Sometimes the best gifts are completely unwrappable. Here are some suggestions for last-minute “stocking stuffers” for your kids and you to share. All are inexpensive or even free, none require overnight shipping — and the best part is, they’ll be remembered long after that last bit of wrapping paper has been recycled for the season.
Take Your Kids Outdoors:
Children today spend way too much time inside. As Richard Louv has been preaching for a while now, we’re in danger of raising a generation that doesn’t know how to handle themselves in a natural environment, let alone how to appreciate it. Making a trip to a wilderness area is ideal, but even a walk around the neighborhood gives you the opportunity to start pointing out the rocks, plants, creatures, and the lay of the land. Or now that it gets dark early, step outside for a few minutes at night and point out the red giant Betelgeuse in Orion’s left shoulder, or the brilliant white light of Jupiter. If you’ve got a Galileoscope or other telescope to search for Jupiter’s four moons, all the better. And don’t forget, outdoors is also where your kids will find many of the best toys around…
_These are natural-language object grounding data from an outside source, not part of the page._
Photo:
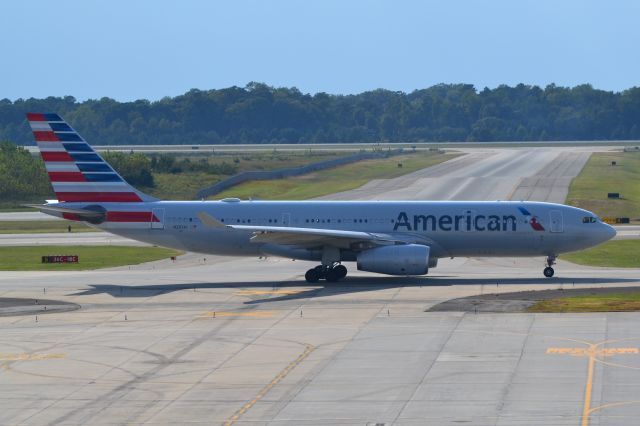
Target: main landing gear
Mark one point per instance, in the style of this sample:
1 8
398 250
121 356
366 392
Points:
548 271
331 273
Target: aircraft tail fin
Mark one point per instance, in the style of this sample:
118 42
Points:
78 173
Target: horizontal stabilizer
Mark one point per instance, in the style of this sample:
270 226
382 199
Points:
93 216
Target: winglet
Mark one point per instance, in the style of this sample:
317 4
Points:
210 221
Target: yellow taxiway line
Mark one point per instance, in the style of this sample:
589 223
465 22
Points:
307 350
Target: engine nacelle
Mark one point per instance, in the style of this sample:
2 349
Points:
409 259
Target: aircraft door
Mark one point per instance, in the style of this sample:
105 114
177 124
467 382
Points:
157 218
555 219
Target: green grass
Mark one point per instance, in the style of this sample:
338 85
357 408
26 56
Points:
589 189
90 257
337 179
41 226
615 302
615 254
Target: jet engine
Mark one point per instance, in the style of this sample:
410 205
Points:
409 259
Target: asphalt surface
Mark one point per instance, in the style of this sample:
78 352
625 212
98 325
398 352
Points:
247 342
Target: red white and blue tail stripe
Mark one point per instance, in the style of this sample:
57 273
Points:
76 171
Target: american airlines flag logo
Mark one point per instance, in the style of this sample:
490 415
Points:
76 171
533 220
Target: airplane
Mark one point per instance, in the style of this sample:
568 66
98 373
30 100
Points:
387 237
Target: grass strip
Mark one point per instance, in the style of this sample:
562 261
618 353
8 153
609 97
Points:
28 258
598 178
615 254
615 302
42 226
337 179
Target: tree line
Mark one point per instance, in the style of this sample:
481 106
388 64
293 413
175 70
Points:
258 113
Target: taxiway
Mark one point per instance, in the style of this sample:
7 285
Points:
248 342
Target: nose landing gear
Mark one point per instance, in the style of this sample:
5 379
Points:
331 273
548 271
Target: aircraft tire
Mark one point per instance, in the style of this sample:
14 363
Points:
312 276
332 275
341 270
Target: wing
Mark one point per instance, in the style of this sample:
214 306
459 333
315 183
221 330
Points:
307 237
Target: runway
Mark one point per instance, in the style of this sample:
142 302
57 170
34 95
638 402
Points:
248 342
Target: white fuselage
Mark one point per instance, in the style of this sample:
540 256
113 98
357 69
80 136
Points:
451 229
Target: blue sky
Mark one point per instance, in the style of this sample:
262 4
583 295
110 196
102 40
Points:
149 49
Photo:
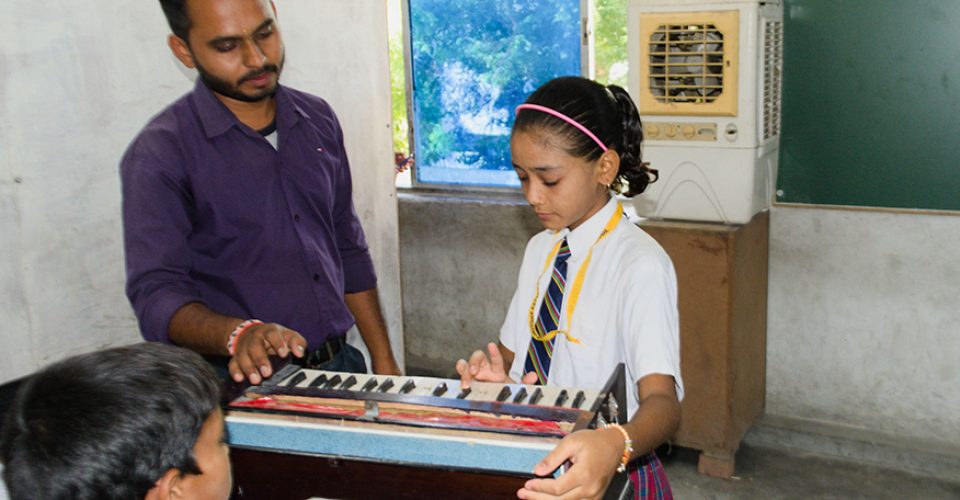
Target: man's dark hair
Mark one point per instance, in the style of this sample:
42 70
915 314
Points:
107 424
177 17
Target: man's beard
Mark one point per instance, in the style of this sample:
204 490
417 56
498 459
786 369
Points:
232 91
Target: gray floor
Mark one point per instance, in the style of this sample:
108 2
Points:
768 473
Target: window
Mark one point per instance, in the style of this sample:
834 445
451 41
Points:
472 62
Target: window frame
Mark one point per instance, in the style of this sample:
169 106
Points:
587 70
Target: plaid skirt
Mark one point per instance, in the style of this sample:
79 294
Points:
649 479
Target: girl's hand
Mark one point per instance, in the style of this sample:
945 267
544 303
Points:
594 456
487 367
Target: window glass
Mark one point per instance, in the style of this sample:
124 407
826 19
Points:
472 63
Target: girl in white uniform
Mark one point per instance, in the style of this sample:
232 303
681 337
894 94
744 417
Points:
594 290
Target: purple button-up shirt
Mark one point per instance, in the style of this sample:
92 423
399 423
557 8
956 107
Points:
212 213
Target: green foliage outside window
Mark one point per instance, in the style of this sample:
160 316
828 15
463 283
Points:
610 48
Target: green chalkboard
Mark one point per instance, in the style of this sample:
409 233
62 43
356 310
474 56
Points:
871 104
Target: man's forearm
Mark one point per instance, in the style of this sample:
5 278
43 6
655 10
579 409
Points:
199 329
365 307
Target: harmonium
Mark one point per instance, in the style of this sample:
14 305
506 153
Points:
319 434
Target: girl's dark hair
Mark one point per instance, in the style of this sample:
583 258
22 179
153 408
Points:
608 112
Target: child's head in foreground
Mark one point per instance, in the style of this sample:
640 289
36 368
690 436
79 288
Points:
140 421
574 140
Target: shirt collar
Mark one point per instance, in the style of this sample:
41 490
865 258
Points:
217 119
585 235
Teach Your Child to Use a Tool:
Jared Diamond says that in hunter-gatherer cultures, letting kids use adult tools promotes resilience. First-world families are not, as a rule, going to let kids play with knives. But you can help your child move into the world of adults by teaching them to use a new tool. It could be a soldering iron, sewing machine, or kitchen mixer. Kids can, under supervision, learn to use a power drill safely. It’s not only a skill they’ll be able to use for the rest of their lives, but an opportunity for parent-child bonding.
Give a Kid a Job:
When I was little, I was obsessed with being old enough to do the family food shopping on my own. I have no idea why, but somehow to me that signified to me moving into the world of adults. As parents, it may seem quicker or safer to do chores ourselves, but I know from my own experience that when you give a child some responsibility — emptying the dishwasher, doing their own laundry, watching a younger sibling — they tend to rise to the occasion. And it not only makes your day easier, it helps build a sense of competence in them that will carry over into new tasks and challenges they face as they grow up. With the new year coming up, assess your own child’s ability and acknowledge your trust by giving them a new way to be useful.
Help Your Kids Start a Hands-On Project (Preferably Messy):
If there’s one parenting regret I carry now that my kids are no longer little, it’s that I never set aside a spot in our house where they could really get down and dirty, so to speak. In the small houses in which we’ve always lived, it always seemed like there wasn’t room to dedicate to leaving half-finished projects around. But even within those constraints we still managed to do some pretty neat experiments. And I’ve found that some of the best learning happens when kids are allowed to get messy. Need ideas? Download an e-version of a hands-on family activity book like Geek Mom, Geek Dad, or Robotics.
Download a Book to Read or Listen to Together:
Read-alouds don’t have to end when a child learns to read on their own. My kids enjoyed our bedtime ritual of sharing the latest volume of Harry Potter or listening to the audiobook of our favorite steampunk series in the car well into their teens. For parents, it’s a way of sharing books you yourself like, and of making sure your kids are exposed to good literature. And for kids, it’s a sign that they can still count on you for support, even when they get old enough to spend most of their time on their own.